No April Fool’s…here in Austin, Texas, we are fully into OAK ALLERGY season. Our cars have a dusting of yellow pollen, and the streets are strewn with oak droppings. Is it time for a trip to your family doctor or allergist? Maybe, but there are several remedies you can try on your own first.
What are signs and symptoms of allergies?
At the risk of sounding like an antihistamine commercial, it’s sneezing (often in fits of sneezes), itchy eyes, itchy throat, scratchy throat, drainage down the back of your throat (which creates early morning sore throats that often fade mid-morning), stuffy eyes, ear pressure and the lovely dark circles under your eyes.
What is recommended for treatment?
Typically we start with the non-sedating antihistamines,which used to be prescription but are now available over the counter (OTC). These include Loratadine (Claritin), Fexofenadine (Allegra), and Cetirizine(Zyrtec), to name a few of the most popular. Which is BEST? In my experience, they are equally effective overall. However, what works for you this year may not work as well next year, and there is not great science to explain why. Antihistamines will DRY you up and STOP ITCH. If you are mainly stuffy, you are better off with just a decongestant such as phenylephrine (Sudafed) or if you have both, grab a combination product.

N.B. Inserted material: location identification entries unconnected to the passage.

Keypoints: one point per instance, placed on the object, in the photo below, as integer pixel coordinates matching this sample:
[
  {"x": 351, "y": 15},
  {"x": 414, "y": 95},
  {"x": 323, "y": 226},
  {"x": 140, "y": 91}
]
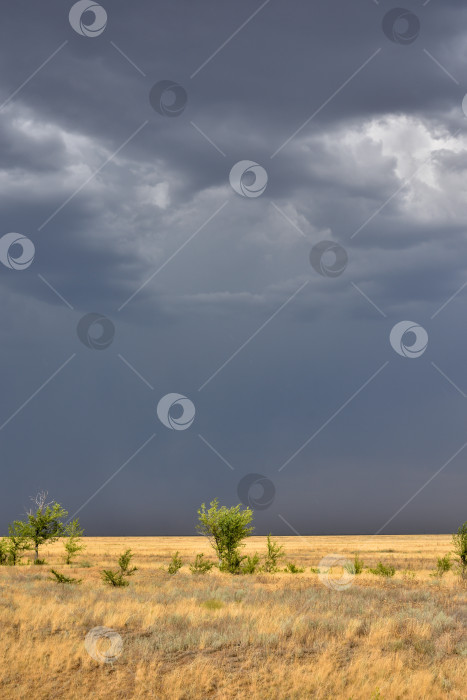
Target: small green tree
[
  {"x": 273, "y": 554},
  {"x": 73, "y": 544},
  {"x": 175, "y": 564},
  {"x": 225, "y": 528},
  {"x": 18, "y": 541},
  {"x": 459, "y": 540},
  {"x": 44, "y": 522},
  {"x": 61, "y": 578},
  {"x": 201, "y": 565},
  {"x": 292, "y": 568},
  {"x": 3, "y": 551},
  {"x": 119, "y": 578},
  {"x": 355, "y": 567}
]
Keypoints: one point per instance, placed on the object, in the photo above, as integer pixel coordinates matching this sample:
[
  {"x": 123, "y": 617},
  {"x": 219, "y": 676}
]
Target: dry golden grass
[{"x": 279, "y": 636}]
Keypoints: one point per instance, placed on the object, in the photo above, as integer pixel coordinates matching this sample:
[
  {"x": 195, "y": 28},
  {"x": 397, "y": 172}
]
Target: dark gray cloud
[{"x": 133, "y": 217}]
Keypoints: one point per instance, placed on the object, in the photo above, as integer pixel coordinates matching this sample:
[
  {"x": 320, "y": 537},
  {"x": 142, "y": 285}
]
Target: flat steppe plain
[{"x": 263, "y": 636}]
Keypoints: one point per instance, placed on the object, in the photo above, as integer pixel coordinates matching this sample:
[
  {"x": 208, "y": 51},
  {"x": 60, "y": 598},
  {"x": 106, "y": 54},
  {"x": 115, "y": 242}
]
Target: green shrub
[
  {"x": 443, "y": 564},
  {"x": 4, "y": 546},
  {"x": 201, "y": 565},
  {"x": 273, "y": 554},
  {"x": 381, "y": 570},
  {"x": 251, "y": 564},
  {"x": 225, "y": 528},
  {"x": 459, "y": 541},
  {"x": 114, "y": 578},
  {"x": 292, "y": 569},
  {"x": 61, "y": 578},
  {"x": 358, "y": 565},
  {"x": 175, "y": 564}
]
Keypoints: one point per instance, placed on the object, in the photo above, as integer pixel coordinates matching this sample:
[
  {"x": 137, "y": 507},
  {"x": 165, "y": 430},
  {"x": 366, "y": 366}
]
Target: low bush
[
  {"x": 443, "y": 564},
  {"x": 61, "y": 578},
  {"x": 201, "y": 565},
  {"x": 273, "y": 554},
  {"x": 291, "y": 568},
  {"x": 381, "y": 570}
]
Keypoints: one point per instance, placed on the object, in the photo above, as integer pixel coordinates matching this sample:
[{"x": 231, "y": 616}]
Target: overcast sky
[{"x": 354, "y": 114}]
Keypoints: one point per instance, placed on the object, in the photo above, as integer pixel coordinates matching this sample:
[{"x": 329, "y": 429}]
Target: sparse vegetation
[
  {"x": 188, "y": 634},
  {"x": 225, "y": 529},
  {"x": 292, "y": 568},
  {"x": 357, "y": 565},
  {"x": 201, "y": 565},
  {"x": 382, "y": 570},
  {"x": 43, "y": 522},
  {"x": 273, "y": 554},
  {"x": 250, "y": 564},
  {"x": 120, "y": 578},
  {"x": 443, "y": 565},
  {"x": 175, "y": 564},
  {"x": 459, "y": 540},
  {"x": 61, "y": 578}
]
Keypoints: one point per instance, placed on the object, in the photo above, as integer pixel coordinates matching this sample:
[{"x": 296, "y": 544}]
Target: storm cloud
[{"x": 210, "y": 294}]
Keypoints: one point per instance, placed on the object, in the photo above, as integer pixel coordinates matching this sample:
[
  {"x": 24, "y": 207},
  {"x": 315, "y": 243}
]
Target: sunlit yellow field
[{"x": 260, "y": 636}]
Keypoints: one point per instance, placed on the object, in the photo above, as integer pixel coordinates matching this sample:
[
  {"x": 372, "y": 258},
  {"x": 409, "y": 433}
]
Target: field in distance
[{"x": 264, "y": 636}]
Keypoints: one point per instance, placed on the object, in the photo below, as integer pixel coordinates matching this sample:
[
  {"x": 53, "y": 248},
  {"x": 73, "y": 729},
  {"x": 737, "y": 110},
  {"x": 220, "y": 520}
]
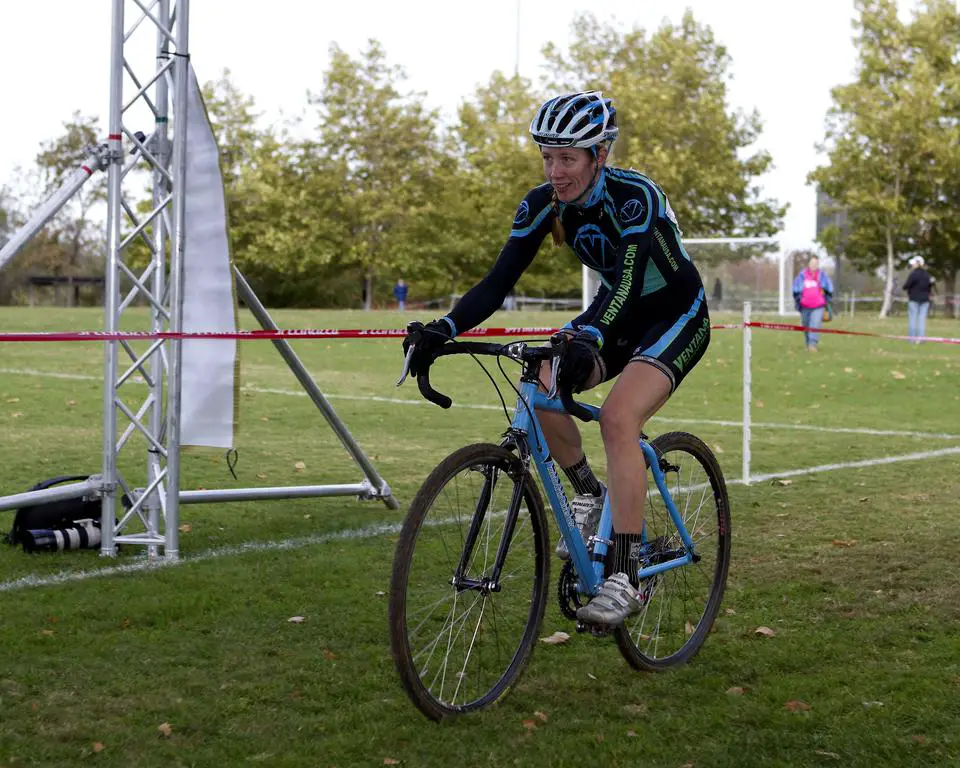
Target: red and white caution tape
[{"x": 387, "y": 333}]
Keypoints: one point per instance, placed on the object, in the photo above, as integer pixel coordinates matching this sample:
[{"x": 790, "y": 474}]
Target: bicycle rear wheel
[
  {"x": 460, "y": 650},
  {"x": 681, "y": 603}
]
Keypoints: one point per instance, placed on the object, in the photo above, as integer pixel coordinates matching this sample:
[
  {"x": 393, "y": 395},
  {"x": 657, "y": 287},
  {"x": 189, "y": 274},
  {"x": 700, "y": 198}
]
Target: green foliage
[
  {"x": 893, "y": 141},
  {"x": 380, "y": 189},
  {"x": 670, "y": 90}
]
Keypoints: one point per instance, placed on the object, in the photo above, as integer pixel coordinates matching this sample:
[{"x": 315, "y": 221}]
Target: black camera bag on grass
[{"x": 37, "y": 527}]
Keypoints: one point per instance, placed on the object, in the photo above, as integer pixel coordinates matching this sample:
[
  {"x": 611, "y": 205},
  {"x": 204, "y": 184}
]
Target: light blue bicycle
[{"x": 472, "y": 565}]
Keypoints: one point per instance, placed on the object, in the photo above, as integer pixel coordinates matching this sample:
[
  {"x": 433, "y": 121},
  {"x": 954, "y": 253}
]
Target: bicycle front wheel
[
  {"x": 681, "y": 603},
  {"x": 459, "y": 647}
]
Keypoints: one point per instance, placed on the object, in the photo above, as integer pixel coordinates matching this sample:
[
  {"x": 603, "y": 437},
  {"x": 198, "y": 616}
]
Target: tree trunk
[
  {"x": 956, "y": 294},
  {"x": 889, "y": 283}
]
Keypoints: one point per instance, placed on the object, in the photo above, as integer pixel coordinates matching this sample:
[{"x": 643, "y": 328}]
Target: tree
[
  {"x": 891, "y": 141},
  {"x": 74, "y": 227},
  {"x": 385, "y": 143},
  {"x": 700, "y": 152}
]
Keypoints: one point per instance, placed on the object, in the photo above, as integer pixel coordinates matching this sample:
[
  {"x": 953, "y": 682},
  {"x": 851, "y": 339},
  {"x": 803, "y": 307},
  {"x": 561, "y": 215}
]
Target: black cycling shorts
[{"x": 673, "y": 344}]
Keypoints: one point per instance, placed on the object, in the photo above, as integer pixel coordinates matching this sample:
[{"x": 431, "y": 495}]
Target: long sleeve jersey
[{"x": 627, "y": 232}]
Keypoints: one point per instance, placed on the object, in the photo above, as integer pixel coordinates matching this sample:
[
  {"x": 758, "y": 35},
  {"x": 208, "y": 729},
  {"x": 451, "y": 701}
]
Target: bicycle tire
[
  {"x": 434, "y": 684},
  {"x": 661, "y": 621}
]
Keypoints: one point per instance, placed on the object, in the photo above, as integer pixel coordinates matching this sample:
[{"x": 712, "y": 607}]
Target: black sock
[
  {"x": 627, "y": 547},
  {"x": 582, "y": 478}
]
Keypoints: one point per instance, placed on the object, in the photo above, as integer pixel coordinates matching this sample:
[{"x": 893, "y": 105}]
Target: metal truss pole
[{"x": 156, "y": 419}]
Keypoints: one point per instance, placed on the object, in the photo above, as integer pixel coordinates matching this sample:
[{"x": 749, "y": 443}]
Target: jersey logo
[
  {"x": 592, "y": 246},
  {"x": 632, "y": 210},
  {"x": 523, "y": 213}
]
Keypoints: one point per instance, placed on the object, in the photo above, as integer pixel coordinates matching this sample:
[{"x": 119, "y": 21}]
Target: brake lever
[{"x": 406, "y": 364}]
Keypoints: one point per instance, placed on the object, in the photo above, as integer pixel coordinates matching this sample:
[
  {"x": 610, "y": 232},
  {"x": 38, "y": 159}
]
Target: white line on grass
[
  {"x": 475, "y": 406},
  {"x": 853, "y": 464},
  {"x": 65, "y": 577}
]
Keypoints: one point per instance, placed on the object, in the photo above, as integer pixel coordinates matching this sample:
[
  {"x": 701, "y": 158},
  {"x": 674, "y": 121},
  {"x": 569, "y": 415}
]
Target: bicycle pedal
[{"x": 597, "y": 630}]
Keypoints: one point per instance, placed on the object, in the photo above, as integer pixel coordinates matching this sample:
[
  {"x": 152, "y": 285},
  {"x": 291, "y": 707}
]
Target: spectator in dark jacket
[{"x": 919, "y": 286}]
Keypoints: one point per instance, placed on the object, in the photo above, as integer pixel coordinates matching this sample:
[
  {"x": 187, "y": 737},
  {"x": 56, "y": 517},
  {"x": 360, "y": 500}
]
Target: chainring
[{"x": 567, "y": 595}]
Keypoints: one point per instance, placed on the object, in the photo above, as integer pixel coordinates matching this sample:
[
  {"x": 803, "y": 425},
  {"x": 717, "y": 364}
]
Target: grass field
[{"x": 855, "y": 569}]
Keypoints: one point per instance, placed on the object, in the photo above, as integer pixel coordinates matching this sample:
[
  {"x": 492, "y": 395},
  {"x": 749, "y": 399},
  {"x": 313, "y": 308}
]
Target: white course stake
[{"x": 746, "y": 392}]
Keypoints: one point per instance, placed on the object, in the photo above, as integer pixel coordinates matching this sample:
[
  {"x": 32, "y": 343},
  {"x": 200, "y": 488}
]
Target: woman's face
[{"x": 570, "y": 170}]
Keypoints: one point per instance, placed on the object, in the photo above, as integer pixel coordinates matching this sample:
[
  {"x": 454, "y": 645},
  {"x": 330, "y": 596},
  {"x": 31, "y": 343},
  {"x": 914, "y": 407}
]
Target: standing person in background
[
  {"x": 812, "y": 290},
  {"x": 400, "y": 294},
  {"x": 919, "y": 286}
]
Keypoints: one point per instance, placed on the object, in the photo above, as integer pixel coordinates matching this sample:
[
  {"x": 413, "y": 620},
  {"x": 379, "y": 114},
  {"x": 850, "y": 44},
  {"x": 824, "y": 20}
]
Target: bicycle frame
[{"x": 526, "y": 426}]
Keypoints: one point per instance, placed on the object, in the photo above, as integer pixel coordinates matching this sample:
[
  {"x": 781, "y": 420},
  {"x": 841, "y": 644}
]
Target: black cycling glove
[
  {"x": 578, "y": 361},
  {"x": 427, "y": 339}
]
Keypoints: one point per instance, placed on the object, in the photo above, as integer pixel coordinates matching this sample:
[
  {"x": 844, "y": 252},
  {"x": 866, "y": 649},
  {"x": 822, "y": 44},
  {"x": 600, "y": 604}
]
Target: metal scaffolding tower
[{"x": 160, "y": 92}]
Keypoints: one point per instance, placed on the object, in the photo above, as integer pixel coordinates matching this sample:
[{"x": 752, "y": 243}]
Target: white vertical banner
[{"x": 209, "y": 367}]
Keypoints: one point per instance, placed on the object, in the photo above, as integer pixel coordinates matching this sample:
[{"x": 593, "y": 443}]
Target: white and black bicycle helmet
[{"x": 582, "y": 119}]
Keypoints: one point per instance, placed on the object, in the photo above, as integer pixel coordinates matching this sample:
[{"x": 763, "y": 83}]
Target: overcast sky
[{"x": 786, "y": 56}]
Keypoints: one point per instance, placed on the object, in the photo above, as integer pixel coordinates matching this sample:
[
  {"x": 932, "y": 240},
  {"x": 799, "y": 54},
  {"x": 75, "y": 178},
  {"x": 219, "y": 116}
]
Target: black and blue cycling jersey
[
  {"x": 650, "y": 304},
  {"x": 626, "y": 231}
]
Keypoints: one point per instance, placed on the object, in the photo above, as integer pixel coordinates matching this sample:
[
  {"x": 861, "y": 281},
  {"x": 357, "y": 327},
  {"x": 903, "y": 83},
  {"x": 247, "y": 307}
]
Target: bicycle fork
[{"x": 488, "y": 584}]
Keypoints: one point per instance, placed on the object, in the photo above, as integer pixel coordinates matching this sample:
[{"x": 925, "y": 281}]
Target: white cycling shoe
[
  {"x": 617, "y": 600},
  {"x": 586, "y": 511}
]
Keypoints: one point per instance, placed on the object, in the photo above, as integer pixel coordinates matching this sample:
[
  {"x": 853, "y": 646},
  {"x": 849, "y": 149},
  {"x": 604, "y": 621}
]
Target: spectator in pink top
[{"x": 812, "y": 291}]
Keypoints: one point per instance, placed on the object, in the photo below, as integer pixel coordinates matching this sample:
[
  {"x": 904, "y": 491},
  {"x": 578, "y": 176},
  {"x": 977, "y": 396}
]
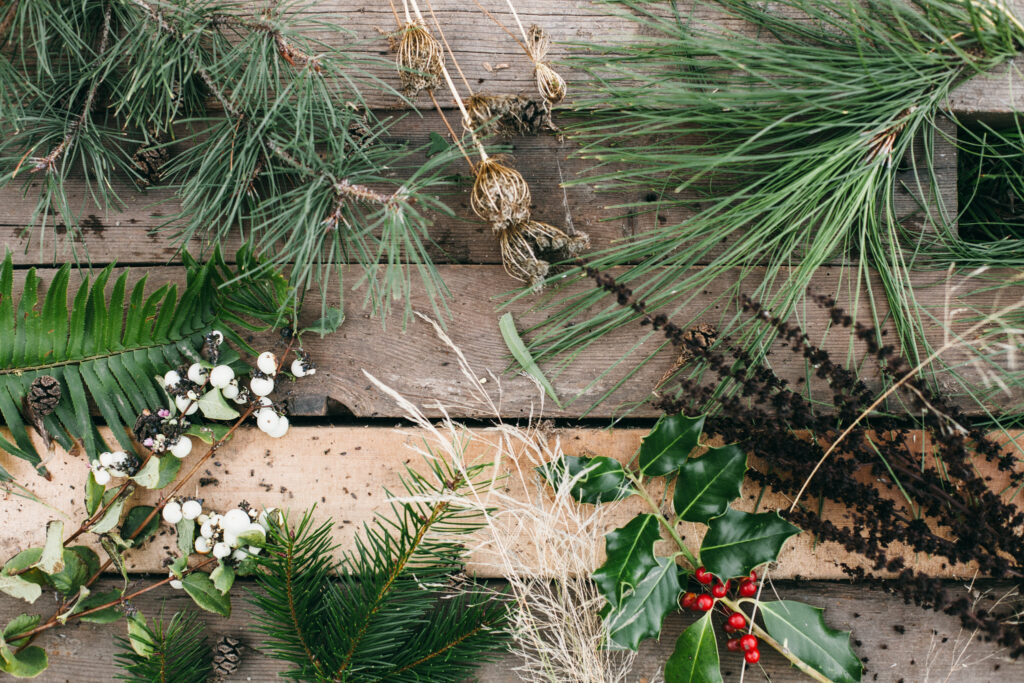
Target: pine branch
[
  {"x": 174, "y": 651},
  {"x": 384, "y": 611}
]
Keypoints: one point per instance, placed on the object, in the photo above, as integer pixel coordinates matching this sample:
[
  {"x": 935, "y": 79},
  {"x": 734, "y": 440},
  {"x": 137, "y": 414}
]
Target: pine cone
[
  {"x": 226, "y": 657},
  {"x": 44, "y": 394}
]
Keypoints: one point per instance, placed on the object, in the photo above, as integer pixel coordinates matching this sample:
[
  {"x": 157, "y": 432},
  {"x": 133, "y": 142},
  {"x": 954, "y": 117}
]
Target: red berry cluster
[{"x": 748, "y": 644}]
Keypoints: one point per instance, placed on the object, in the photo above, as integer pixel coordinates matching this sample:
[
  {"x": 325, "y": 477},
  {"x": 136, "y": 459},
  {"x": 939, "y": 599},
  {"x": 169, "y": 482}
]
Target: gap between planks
[
  {"x": 344, "y": 471},
  {"x": 422, "y": 368}
]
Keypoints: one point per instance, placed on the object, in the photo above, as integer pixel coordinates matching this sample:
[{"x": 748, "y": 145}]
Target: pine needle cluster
[
  {"x": 765, "y": 140},
  {"x": 393, "y": 608},
  {"x": 174, "y": 651},
  {"x": 244, "y": 111}
]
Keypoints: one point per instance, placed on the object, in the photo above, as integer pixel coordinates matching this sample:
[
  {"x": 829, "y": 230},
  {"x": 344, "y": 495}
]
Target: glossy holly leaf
[
  {"x": 132, "y": 529},
  {"x": 737, "y": 542},
  {"x": 158, "y": 472},
  {"x": 802, "y": 629},
  {"x": 707, "y": 484},
  {"x": 695, "y": 656},
  {"x": 591, "y": 479},
  {"x": 668, "y": 445},
  {"x": 206, "y": 595},
  {"x": 642, "y": 610},
  {"x": 630, "y": 552}
]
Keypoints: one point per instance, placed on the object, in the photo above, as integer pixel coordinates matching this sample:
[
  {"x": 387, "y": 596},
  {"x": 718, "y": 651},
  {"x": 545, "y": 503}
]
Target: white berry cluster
[
  {"x": 228, "y": 537},
  {"x": 117, "y": 464}
]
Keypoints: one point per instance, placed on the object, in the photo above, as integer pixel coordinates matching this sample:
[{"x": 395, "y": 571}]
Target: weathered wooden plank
[
  {"x": 422, "y": 368},
  {"x": 930, "y": 646},
  {"x": 138, "y": 230},
  {"x": 344, "y": 472}
]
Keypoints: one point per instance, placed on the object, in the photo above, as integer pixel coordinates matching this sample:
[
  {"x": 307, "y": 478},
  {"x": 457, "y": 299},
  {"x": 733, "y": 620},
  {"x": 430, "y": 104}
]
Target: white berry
[
  {"x": 267, "y": 363},
  {"x": 197, "y": 374},
  {"x": 192, "y": 509},
  {"x": 185, "y": 404},
  {"x": 181, "y": 447},
  {"x": 266, "y": 419},
  {"x": 231, "y": 390},
  {"x": 279, "y": 429},
  {"x": 235, "y": 521},
  {"x": 261, "y": 386},
  {"x": 221, "y": 376},
  {"x": 172, "y": 512}
]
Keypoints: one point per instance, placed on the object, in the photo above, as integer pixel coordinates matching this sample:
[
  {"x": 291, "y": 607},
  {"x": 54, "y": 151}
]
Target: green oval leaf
[
  {"x": 737, "y": 542},
  {"x": 213, "y": 407},
  {"x": 707, "y": 484},
  {"x": 642, "y": 610},
  {"x": 695, "y": 656},
  {"x": 590, "y": 479},
  {"x": 205, "y": 594},
  {"x": 802, "y": 629},
  {"x": 132, "y": 529},
  {"x": 630, "y": 552},
  {"x": 668, "y": 445},
  {"x": 158, "y": 472}
]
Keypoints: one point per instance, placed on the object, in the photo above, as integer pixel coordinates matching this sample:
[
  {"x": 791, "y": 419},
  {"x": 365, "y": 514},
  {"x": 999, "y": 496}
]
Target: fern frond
[
  {"x": 176, "y": 652},
  {"x": 384, "y": 610},
  {"x": 109, "y": 343}
]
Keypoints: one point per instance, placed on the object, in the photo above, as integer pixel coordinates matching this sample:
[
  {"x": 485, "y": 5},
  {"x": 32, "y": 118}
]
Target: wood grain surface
[{"x": 344, "y": 471}]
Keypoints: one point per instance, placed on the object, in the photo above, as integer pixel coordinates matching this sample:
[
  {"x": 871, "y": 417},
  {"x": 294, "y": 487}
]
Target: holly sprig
[{"x": 641, "y": 588}]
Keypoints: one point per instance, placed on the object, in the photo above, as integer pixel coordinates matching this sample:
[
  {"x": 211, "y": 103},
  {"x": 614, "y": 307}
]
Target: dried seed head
[
  {"x": 549, "y": 82},
  {"x": 508, "y": 115},
  {"x": 420, "y": 59},
  {"x": 500, "y": 195},
  {"x": 522, "y": 244}
]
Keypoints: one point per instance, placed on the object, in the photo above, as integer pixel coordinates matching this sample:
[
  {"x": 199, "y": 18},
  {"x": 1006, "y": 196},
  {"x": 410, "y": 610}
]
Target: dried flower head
[
  {"x": 420, "y": 59},
  {"x": 508, "y": 115},
  {"x": 522, "y": 244},
  {"x": 500, "y": 195},
  {"x": 549, "y": 82}
]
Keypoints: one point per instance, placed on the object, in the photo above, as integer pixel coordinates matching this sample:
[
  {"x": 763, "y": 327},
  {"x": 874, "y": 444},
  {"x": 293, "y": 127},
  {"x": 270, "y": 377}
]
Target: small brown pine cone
[
  {"x": 226, "y": 657},
  {"x": 44, "y": 394}
]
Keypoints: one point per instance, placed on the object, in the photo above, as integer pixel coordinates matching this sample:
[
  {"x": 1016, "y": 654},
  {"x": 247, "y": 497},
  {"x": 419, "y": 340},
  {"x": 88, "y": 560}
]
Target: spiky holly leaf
[
  {"x": 695, "y": 656},
  {"x": 668, "y": 445},
  {"x": 630, "y": 553},
  {"x": 642, "y": 610},
  {"x": 802, "y": 629},
  {"x": 590, "y": 479},
  {"x": 707, "y": 484},
  {"x": 737, "y": 542}
]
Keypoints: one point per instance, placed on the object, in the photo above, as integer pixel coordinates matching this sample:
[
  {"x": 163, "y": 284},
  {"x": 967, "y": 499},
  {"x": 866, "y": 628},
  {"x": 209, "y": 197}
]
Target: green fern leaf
[{"x": 112, "y": 343}]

If you are suffering regularly in a particular season, or perhaps year-round from something like molds, your doctor may recommend more preventative therapy such as nasal steroid sprays. These sprays are prescription, and they are not “addictive” like the OTC ones. The OTC sprays that give immediate relief are fine for a day or two, but beyond that, you will get rebound nasal congestion and be chasing your tail with symptoms/spray/more symptoms/more spray. Nasal steroids are minimally absorbed (so no turning into Arnold, gaining weight, or weakening your bones.) They are very safe, and decrease swelling while creating kind of protective barrier against entering irritants, so you don’t turn on the histamine system that causes allergy symptoms.
What more prevention can you do?
Well, it’s April 1st, so like every first of the month, I recommend changing out your home’s air filters! Even the “central” or “media filter” type should be changed at least three or four times per year, despite manufacturer recommendations of annual replacement. Yes, that is expensive, but cheaper than many allergy medications, and no other side effects! Consider posting a reminder on your calendar to change your filters every few months. HEPA air cleans and vacuum bags are of unclear efficacy, but may help. Limit your outside exposure (get on the exercise bike or treadmill indoors.) If you really suffer, consider getting rid of carpet and drapes in your home, and restricting pets to outside the bedroom.
BOTTOM LINE: If you can’t stop sneezing or are having other signs of seasonal allergies, schedule an appointment with your doctor and find out what she can do to help! There are many interventions before considering allergy shots- though for severe sufferers, those shots may be an excellent option.